Click on “Download PDF” for the PDF version or on the title for the HTML version.

If you are not an ASABE member or if your employer has not arranged for access to the full-text, Click here for options.

Strengthening Senior Technology Capstone course experience for agricultural and industrial technology students

Published by the American Society of Agricultural and Biological Engineers, St. Joseph, Michigan

Citation:  2015 ASABE Annual International Meeting  152190004.(doi:10.13031/aim.20152190004)
Authors:   Lloyd Snell, Jacek A Koziel
Keywords:   Education, technology, management, course, practices

Abstract. The Technology Capstone I/II are required Agricultural Systems Technology and Industrial Technology courses at Agricultural and Biosystems Engineering (ABE), Iowa State University to prepare students for workplace application of learned practices. Instructors are challenged to create a strong and rigorous learning experience in the final year of a typical degree program.
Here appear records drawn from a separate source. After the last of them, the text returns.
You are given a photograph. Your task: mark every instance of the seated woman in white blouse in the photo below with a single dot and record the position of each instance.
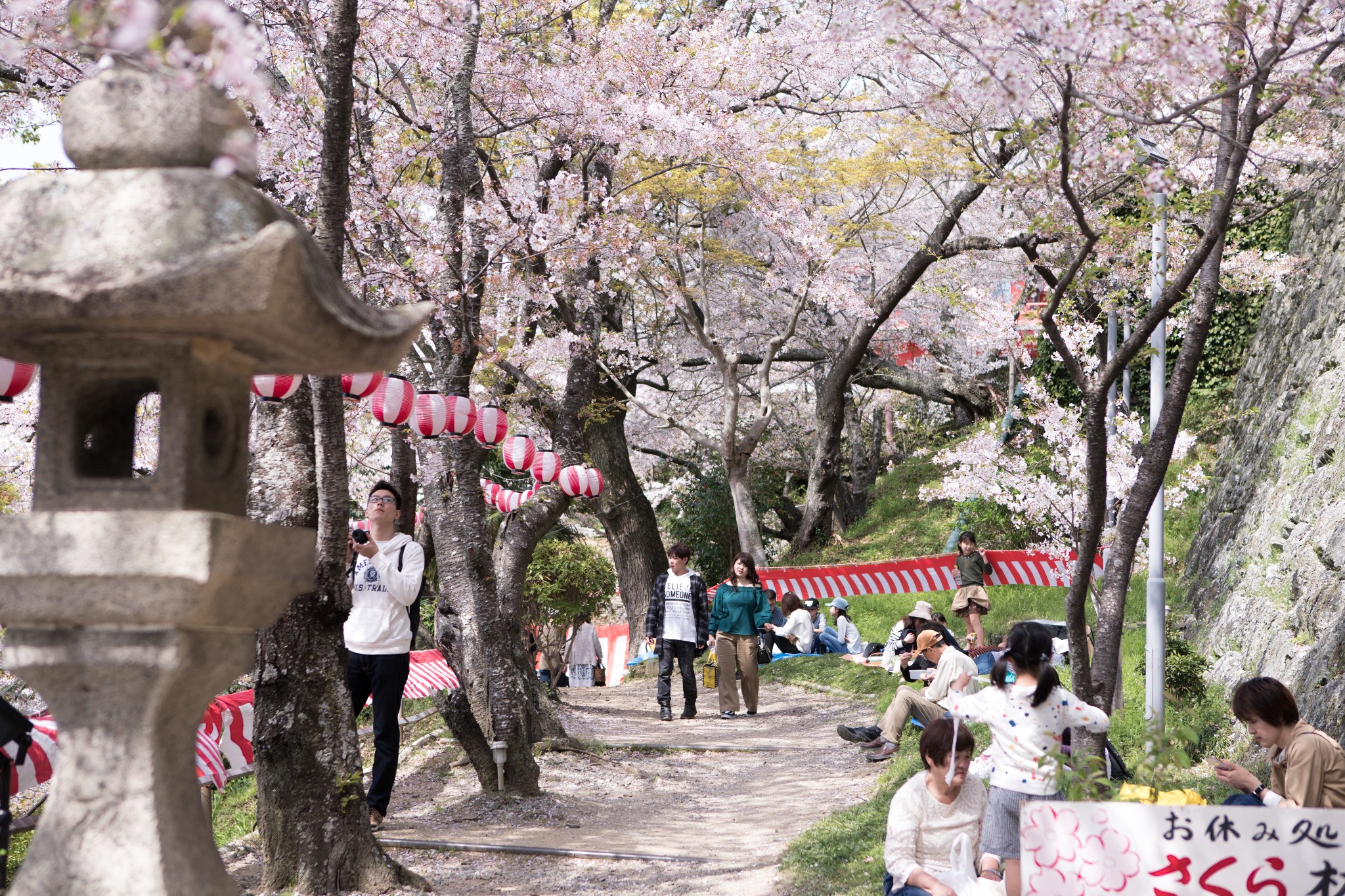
(930, 812)
(795, 636)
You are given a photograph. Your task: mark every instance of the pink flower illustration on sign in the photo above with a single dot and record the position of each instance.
(1052, 834)
(1107, 861)
(1051, 882)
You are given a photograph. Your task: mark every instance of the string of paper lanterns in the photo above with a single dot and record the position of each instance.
(395, 402)
(15, 377)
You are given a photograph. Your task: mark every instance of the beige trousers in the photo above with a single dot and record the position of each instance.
(730, 651)
(908, 703)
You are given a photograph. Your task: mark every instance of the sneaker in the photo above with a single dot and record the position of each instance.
(857, 734)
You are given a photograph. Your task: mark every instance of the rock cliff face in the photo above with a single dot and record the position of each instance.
(1268, 567)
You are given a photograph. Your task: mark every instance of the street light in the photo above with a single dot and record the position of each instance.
(1156, 591)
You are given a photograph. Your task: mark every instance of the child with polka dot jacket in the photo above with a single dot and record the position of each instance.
(1028, 715)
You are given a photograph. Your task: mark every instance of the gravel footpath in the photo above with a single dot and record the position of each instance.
(735, 809)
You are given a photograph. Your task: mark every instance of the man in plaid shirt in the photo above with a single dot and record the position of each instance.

Past experiences with Technology Capstone course weaknesses could be summarized as follows: (1) projects were often "made-up" problems, i.e., contrived to meet academic requirements, lacking real-world business client and associated professional/business-world expectations, (2) student engagement was low and affecting other team members, and (3) instructors lacked sufficient information for assessing performance and awarding final grades. This paper describes how the Technology Capstone course was strengthened to address these major weaknesses. The objectives of this paper are to: (1) overview the significant parts of Technology Capstone at ABE and how they contributed to course weakness; and to (2) share the experiences strengthening student experience and course outcomes through student based project selection process, team member accountability and weighted team member evaluations. Major improvements were made that focused on the following areas: (1) project identification, (2) team selection process, (3) team member evaluations, (4)   written and oral communication, (5)   facilities improvement and programming changes, and (6) faculty mentors. Several measures were put in place to strengthen team success, student accountability, and expected team member performance: (1) quality and quantity of work; (2) team meeting attendance, (3) preparation and participation; (4) team task deadlines; and (5) collaboration and effort.